La conferma la dà lui stesso anche se, come sempre, evita accuratamente di fornire agli inquirenti i particolari. «Credo che di carte di identità false ce ne fossero 20 o 15. Io ne ho sempre avute a quantità»: ammette candidamente Matteo Messina Denaro ai pm di Palermo che, il 7 luglio scorso, sono volati all’Aquila per interrogarlo. È l’ultimo incontro tra il capomafia, che morirà due mesi dopo, e i magistrati che, invano, lo invitano a collaborare con la giustizia. Ma il padrino di Castelvetrano, pur accettando di rispondere, ammette solo quel che non può negare. Apre qualche spiraglio, fa qualche concessione. Ma quando si tratta di scendere nel concreto, si chiude a riccio.
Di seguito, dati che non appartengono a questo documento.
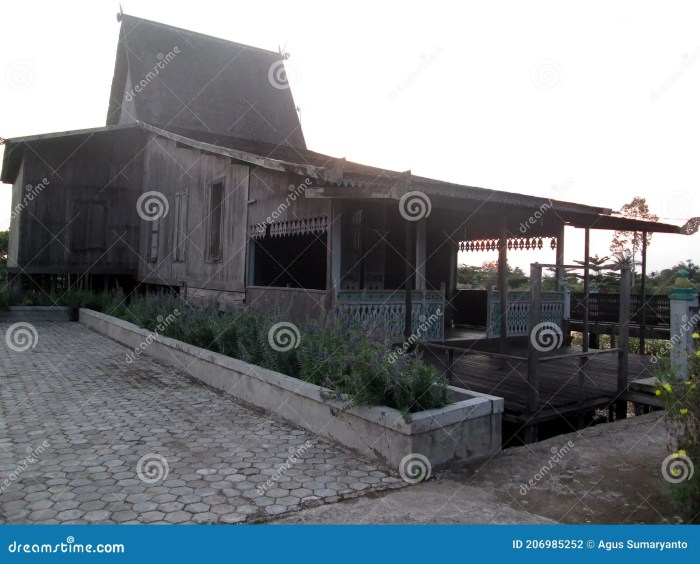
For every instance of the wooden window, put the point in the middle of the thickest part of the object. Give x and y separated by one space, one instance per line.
216 223
180 226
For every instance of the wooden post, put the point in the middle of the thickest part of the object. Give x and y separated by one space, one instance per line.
559 271
643 320
503 284
533 351
586 288
420 253
408 284
622 356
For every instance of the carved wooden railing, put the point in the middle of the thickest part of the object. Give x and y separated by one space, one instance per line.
554 309
388 308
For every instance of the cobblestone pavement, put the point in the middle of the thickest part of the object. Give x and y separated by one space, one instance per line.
86 437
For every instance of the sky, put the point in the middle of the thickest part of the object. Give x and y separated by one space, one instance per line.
595 101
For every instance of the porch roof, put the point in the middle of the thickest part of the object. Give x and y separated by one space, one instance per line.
340 178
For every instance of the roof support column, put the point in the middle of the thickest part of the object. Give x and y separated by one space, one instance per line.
586 288
408 284
503 283
559 272
643 320
420 253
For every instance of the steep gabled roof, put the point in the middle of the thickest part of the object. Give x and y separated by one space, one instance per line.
171 77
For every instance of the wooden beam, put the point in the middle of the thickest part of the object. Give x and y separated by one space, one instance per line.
533 351
503 284
559 273
586 287
408 284
643 321
622 357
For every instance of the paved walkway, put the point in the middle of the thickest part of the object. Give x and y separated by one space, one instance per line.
87 437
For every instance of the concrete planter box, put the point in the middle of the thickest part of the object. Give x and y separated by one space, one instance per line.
36 313
468 428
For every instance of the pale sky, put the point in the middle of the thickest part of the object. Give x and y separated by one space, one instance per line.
600 98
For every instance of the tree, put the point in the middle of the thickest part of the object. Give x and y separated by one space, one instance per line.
626 245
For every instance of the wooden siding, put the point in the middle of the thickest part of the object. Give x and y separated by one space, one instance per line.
171 169
82 219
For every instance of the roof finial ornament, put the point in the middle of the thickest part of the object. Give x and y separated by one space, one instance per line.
283 52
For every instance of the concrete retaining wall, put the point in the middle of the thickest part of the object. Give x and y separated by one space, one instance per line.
37 313
467 428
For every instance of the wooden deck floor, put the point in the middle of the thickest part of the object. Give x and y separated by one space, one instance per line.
475 369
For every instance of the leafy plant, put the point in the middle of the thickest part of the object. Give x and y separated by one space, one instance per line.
680 395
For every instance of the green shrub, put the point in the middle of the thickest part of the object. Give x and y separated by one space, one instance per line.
680 395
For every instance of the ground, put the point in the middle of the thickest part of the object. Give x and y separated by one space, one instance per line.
86 436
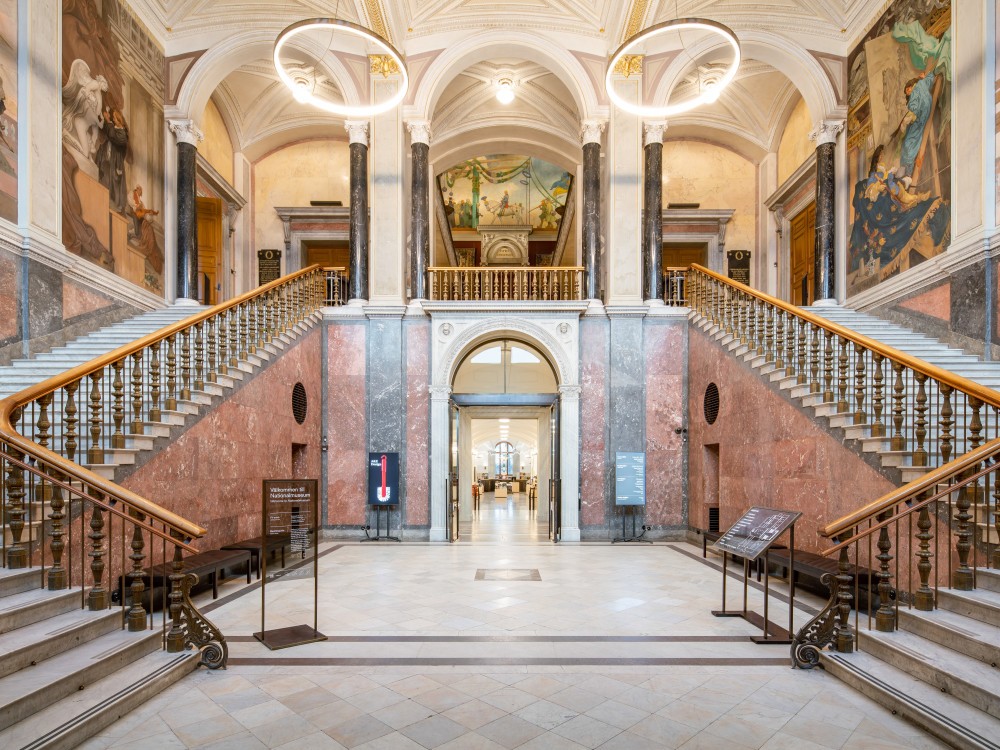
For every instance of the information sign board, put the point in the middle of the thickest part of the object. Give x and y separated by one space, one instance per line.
383 479
630 478
750 537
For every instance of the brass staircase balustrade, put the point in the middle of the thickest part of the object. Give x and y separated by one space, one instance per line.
92 410
505 283
943 433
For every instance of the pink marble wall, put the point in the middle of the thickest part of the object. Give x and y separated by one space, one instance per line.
78 300
664 345
417 337
770 453
9 283
593 402
212 473
347 456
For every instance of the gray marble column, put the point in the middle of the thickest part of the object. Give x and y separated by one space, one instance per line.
357 131
188 136
591 229
420 222
825 135
652 215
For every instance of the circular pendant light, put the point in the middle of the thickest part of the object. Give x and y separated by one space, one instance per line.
302 89
707 95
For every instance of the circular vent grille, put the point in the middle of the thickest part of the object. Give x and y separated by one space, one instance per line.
711 403
299 403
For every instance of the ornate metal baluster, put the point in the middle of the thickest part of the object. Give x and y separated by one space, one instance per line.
96 453
963 577
860 384
17 551
98 597
118 407
878 398
885 617
920 423
923 597
137 614
138 428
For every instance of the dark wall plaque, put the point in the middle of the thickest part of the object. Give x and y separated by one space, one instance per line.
268 266
630 478
750 537
739 265
383 479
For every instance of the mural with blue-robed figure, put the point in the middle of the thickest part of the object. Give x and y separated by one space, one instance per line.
899 142
504 190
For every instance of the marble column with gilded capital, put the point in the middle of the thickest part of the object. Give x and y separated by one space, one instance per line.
825 135
591 228
652 216
188 136
420 207
357 133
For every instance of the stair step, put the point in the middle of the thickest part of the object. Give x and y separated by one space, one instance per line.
944 716
33 688
981 604
39 641
29 607
68 722
971 637
949 671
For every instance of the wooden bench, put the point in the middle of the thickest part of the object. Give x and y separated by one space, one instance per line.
259 546
211 565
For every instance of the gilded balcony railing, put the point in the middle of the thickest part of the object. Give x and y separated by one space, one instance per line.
82 530
942 431
503 283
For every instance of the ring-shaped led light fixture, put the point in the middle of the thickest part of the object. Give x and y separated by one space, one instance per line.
346 27
677 24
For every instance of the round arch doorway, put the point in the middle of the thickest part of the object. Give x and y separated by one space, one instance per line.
502 443
497 364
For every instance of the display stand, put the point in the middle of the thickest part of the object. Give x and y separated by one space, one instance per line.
750 538
290 507
631 511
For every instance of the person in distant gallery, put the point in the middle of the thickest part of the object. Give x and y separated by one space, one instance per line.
111 157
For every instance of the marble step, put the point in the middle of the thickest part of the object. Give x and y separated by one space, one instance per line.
949 671
68 722
981 604
28 607
35 687
39 641
949 719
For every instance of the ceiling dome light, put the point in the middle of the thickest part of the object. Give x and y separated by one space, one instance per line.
335 25
505 91
707 95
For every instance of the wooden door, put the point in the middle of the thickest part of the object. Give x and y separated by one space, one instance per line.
682 255
210 277
802 265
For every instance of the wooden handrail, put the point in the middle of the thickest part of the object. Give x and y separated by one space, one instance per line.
971 388
54 462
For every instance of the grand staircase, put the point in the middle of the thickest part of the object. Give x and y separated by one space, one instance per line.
74 655
932 652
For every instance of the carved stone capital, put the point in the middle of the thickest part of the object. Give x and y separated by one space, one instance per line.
591 130
357 131
653 131
185 131
826 131
420 131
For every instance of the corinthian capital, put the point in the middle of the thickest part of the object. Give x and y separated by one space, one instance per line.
185 131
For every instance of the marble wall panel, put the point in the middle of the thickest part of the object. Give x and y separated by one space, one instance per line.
347 419
212 473
594 487
770 452
665 346
417 457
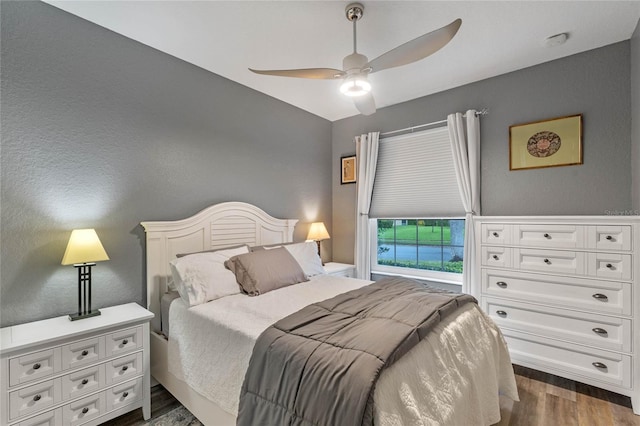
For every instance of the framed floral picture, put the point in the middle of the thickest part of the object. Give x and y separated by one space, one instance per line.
547 143
348 169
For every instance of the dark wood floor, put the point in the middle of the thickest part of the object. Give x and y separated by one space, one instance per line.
545 400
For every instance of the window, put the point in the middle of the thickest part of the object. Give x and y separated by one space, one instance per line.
426 248
415 178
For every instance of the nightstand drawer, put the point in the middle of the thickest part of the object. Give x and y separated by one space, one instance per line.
124 368
124 341
82 382
34 366
34 398
124 394
83 410
82 352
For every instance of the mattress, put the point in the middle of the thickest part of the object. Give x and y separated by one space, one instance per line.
452 377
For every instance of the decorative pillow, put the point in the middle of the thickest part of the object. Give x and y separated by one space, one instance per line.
202 277
306 254
264 270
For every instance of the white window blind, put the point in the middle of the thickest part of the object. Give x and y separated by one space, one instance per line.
415 177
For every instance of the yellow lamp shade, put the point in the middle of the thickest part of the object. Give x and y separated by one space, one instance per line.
318 232
84 247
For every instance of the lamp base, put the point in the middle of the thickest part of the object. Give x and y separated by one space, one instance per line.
83 315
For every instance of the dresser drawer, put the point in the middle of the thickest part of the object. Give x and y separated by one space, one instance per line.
616 238
34 366
83 410
552 261
124 341
34 398
496 233
124 368
50 418
610 265
598 296
83 382
601 331
576 362
497 257
549 236
82 352
124 394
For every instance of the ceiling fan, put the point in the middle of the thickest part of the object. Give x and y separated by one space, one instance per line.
356 67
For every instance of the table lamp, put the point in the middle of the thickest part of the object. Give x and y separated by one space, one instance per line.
318 232
83 250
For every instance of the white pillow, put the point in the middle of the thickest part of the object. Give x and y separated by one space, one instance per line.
202 277
306 254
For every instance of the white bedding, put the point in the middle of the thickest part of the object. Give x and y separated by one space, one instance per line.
446 379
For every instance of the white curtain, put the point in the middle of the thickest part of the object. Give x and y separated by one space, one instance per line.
465 145
367 158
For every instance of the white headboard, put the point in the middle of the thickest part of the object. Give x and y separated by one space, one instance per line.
221 225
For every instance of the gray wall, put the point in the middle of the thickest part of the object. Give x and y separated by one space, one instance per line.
100 131
635 118
595 83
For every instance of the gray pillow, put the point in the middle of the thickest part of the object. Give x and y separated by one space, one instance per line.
264 270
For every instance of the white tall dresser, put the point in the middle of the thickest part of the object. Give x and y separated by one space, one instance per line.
565 291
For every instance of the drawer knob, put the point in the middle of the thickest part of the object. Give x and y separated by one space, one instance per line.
601 297
600 331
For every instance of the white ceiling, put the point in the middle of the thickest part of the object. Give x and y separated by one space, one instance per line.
227 37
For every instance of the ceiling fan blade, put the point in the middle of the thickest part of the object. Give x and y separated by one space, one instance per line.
316 73
365 104
416 49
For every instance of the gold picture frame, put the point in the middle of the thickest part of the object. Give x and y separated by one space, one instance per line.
348 169
547 143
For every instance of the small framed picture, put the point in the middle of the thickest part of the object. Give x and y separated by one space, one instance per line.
348 169
547 143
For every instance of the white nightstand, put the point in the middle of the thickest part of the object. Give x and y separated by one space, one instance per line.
61 372
340 269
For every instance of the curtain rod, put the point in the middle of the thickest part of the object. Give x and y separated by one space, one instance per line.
483 111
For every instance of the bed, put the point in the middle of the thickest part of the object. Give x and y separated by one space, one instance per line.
203 361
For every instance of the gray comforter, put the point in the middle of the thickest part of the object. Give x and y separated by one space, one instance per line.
319 366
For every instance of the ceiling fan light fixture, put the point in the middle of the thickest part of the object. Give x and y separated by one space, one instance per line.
355 86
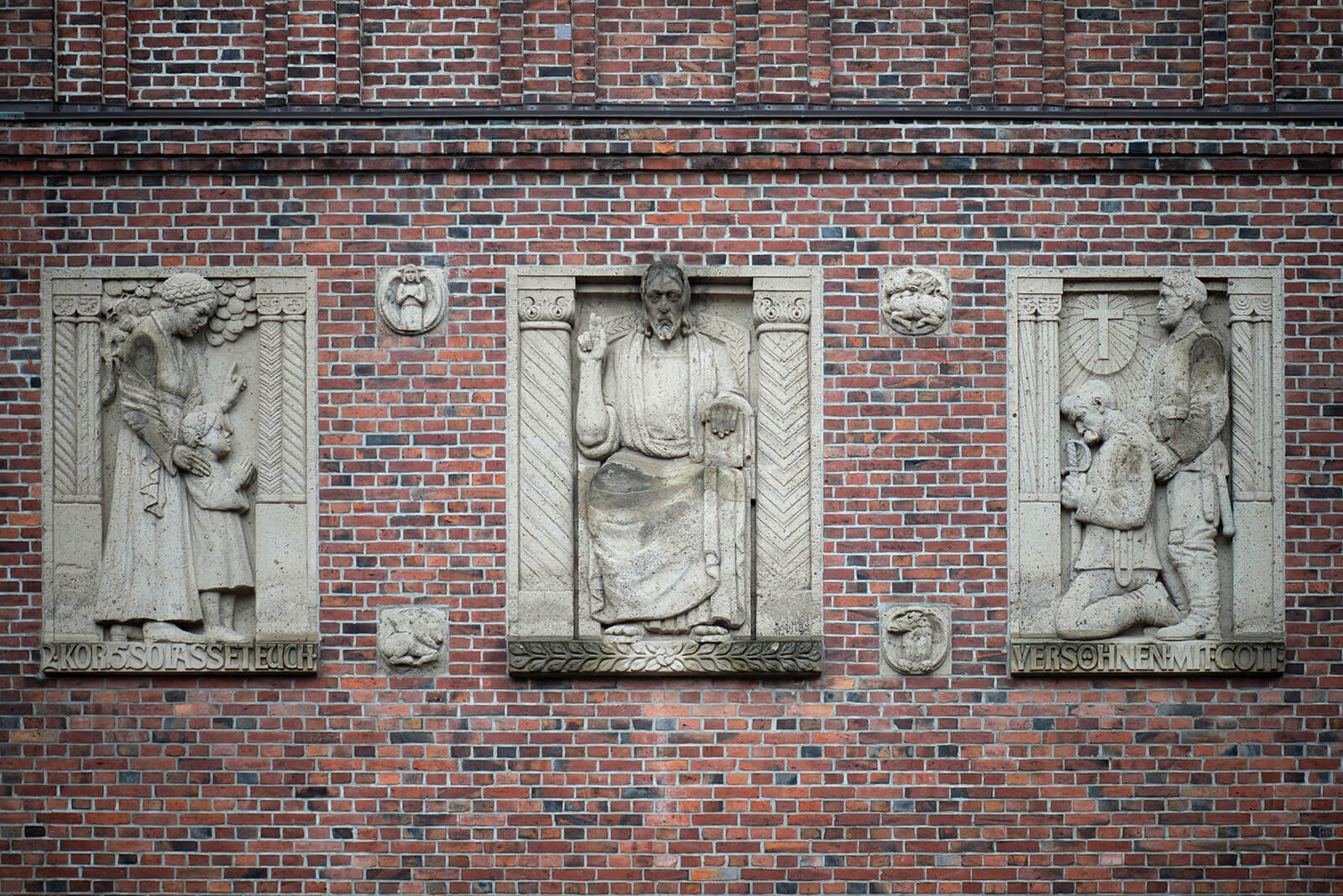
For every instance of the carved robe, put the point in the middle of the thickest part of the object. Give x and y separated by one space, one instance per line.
666 530
219 544
1118 510
147 558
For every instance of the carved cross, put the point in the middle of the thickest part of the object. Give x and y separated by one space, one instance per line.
1103 315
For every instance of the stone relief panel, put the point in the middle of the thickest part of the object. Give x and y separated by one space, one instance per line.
1146 477
664 483
917 638
179 471
413 638
915 300
411 300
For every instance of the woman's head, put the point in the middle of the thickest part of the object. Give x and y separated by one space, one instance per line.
192 298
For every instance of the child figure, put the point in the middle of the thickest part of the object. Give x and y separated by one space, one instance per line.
218 542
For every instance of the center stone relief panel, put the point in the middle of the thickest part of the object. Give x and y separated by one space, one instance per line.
1146 471
664 477
179 471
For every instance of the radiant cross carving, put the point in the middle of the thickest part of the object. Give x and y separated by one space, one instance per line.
1103 315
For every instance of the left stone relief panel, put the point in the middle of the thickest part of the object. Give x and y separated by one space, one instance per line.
179 470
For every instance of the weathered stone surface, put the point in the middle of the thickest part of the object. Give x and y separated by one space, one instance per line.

I pm gli chiedono chi gli abbia dato i documenti falsi trovati nel covo di Campobello di Mazara, ultimo nascondiglio prima dell’arresto. «Li avete trovati? – chiede lui – Ce ne erano tanti, pure bianchi (senza numero, ndr)». «Tutti i miei documenti vengono da Roma perchè a Roma ci sono documenti per chiunque, documenti seri, ovviamente pagando. C’è una strada in cui vanno tutti in Italia perchè sono gli stessi che li forniscono a tutti», spiega, negando di aver usato carte di identità intestate a una persona di cui i magistrati gli fanno il nome. «Io non ho mai fatto problema di soldi e cose… – dice – se lei fa un certo tipo di mestiere e rischia la galera, è normale che se mi presento io, me li dà senza soldi, ma non è giusto da parte mia; allora io faccio presentare un’altra persona e glieli ho sempre pagati e strapagati».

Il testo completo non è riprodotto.